Henri Fayol’s Management Theory The twentieth century has brought in a number of management theories which have helped shaped our view of management in the present business environment. Henri Fayol’s management theory is pioneer in its own right, outlining clear and distinct duties and roles of management and his theory is by far the most relevant in today’s management style. Plan, Organize, Command, Co-ordinate, and Control are the five core issues of the Henri Fayol’s management, which have made the theory more practical over the contemporary management theory.
Henry Fayol presented 14 principles of Management, many of which are still widely used in organizations by management to perform day to day tasks and many other functions. Some of his principles which form the structural dimensions of today’s organizations and their management are: Unity of Command, Division of work on the basis of specialization, Centralization, Order, Discipline and Unity if direction.

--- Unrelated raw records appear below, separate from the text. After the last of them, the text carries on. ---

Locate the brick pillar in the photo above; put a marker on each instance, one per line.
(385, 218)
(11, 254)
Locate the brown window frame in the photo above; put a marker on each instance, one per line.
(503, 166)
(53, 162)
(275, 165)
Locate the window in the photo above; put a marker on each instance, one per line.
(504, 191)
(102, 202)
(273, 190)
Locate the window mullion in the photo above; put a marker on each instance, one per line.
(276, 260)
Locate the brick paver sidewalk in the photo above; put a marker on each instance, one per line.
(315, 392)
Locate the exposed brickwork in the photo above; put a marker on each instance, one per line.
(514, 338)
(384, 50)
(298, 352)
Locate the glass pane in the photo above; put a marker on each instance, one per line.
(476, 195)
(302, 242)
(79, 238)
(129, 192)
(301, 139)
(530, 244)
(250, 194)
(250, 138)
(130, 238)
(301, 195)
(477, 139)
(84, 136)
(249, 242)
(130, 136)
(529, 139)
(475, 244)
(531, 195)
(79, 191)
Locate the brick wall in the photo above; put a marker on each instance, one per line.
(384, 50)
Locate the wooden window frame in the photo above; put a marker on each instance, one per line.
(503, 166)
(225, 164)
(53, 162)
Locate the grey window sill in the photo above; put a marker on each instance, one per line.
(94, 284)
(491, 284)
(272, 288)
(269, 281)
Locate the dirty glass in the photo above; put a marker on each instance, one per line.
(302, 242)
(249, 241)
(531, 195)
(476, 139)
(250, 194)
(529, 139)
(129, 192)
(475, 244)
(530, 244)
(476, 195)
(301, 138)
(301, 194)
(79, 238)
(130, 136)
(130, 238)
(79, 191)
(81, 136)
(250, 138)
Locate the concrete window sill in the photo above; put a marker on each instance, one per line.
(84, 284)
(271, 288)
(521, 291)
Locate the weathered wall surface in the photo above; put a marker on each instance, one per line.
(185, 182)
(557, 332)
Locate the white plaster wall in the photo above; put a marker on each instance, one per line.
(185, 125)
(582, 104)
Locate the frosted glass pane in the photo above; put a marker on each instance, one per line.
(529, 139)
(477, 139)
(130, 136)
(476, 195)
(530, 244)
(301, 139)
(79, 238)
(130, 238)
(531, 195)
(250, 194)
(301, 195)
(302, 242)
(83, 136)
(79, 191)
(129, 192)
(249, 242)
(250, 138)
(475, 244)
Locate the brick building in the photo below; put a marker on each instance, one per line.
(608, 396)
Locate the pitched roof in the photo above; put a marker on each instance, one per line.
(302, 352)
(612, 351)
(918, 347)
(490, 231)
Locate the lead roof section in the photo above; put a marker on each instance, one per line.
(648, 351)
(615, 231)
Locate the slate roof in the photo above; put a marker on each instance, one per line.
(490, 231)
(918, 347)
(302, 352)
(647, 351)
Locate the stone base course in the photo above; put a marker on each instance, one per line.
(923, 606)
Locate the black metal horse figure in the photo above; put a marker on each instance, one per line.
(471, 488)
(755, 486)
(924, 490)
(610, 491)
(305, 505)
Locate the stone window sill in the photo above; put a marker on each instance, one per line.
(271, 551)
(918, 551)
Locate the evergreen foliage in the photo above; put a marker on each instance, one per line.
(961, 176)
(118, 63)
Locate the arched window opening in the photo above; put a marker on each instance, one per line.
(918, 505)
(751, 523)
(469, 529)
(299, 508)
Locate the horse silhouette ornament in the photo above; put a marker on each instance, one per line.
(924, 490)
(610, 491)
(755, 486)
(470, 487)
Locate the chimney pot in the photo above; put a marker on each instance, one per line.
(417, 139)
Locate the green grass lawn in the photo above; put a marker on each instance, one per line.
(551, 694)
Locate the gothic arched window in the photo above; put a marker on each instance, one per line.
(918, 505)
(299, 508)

Other than this, two more important aspects that he introduced and we find in today’s management practice are the need for initiative on part of the employees and letting the employees contribute to decisions and other tasks and delegating on the management’s part. In his principles, he also stated that an employee needs to be motivated and among many other things, money is an important variable in motivation. He also said that the management should keep the morale of its employees high and keep them motivated so that they can perform at their best.
Who Wrote The Book General And Industrial Management
Fayol believed by focusing on managerial practices he could minimize misunderstandings and increase efficiency in organizations.  He enlightened managers on how to accomplish their managerial duties, and the practices in which they should engage. In his book General and Industrial Management (published in French in 1916, then published in English in 1949), Fayol outlined his theory of general management, which he believed could be applied to the administration of myriad industries.
His concern was with the administrative apparatus (or functions of administration), and to that end he presented his administrative theory, that is, principles and elements of management. His theories and ideas were ideally a result of his environment; that of a post revolutionized France in which a republic bourgeois was emerging. A bourgeois himself, he believed in the controlling of workers in order to achieve a greater productivity over all other managerial considerations.
However, through reading General and Industrial Management, it is apparent that Fayol advocated a flexible approach to management, one which he believed could be applied to any circumstance whether in the home, the workplace, or within the state. He stressed the importance and the practice of forecasting and planning in order to apply these ideas and techniques which demonstrated his ability and his emphasis in being able to adapt to any sort of situation.
In General and Industrial Management he outlines an agenda whereby, under an accepted theory of management, every citizen is exposed and taught some form of management education and allowed to exercise management abilities first at school and later on in the workplace. “Everyone needs some concepts of management; in the home, in affairs of state, the need for managerial ability is in keeping with the importance of the undertaking, and for individual people the need is everywhere in greater accordance with the position occupied. – excerpt from General and Industrial Management During the early 20th century, Fayol developed 14 principles of management in order to help managers manage their affairs more effectively. Organizations in technologically advanced countries interpret these principles quite differently from the way they were interpreted during Fayol’s time as well. These differences in interpretation are in part a result of the cultural challenges managers face when implementing this framework.
The fourteen principles are: (1) Division of work, (2) Delegation of Authority, (3) Discipline, (4) Chain of commands, (5) Congenial workplace, (6) Interrelation between individual interests and common organizational goals, (7) Compensation package, (8) Centralization, (9) Scalar chains, (10) Order, (11) Equity, (12) Job Guarantee, (13) Initiatives, (14) Team-Spirit or Esprit de corps.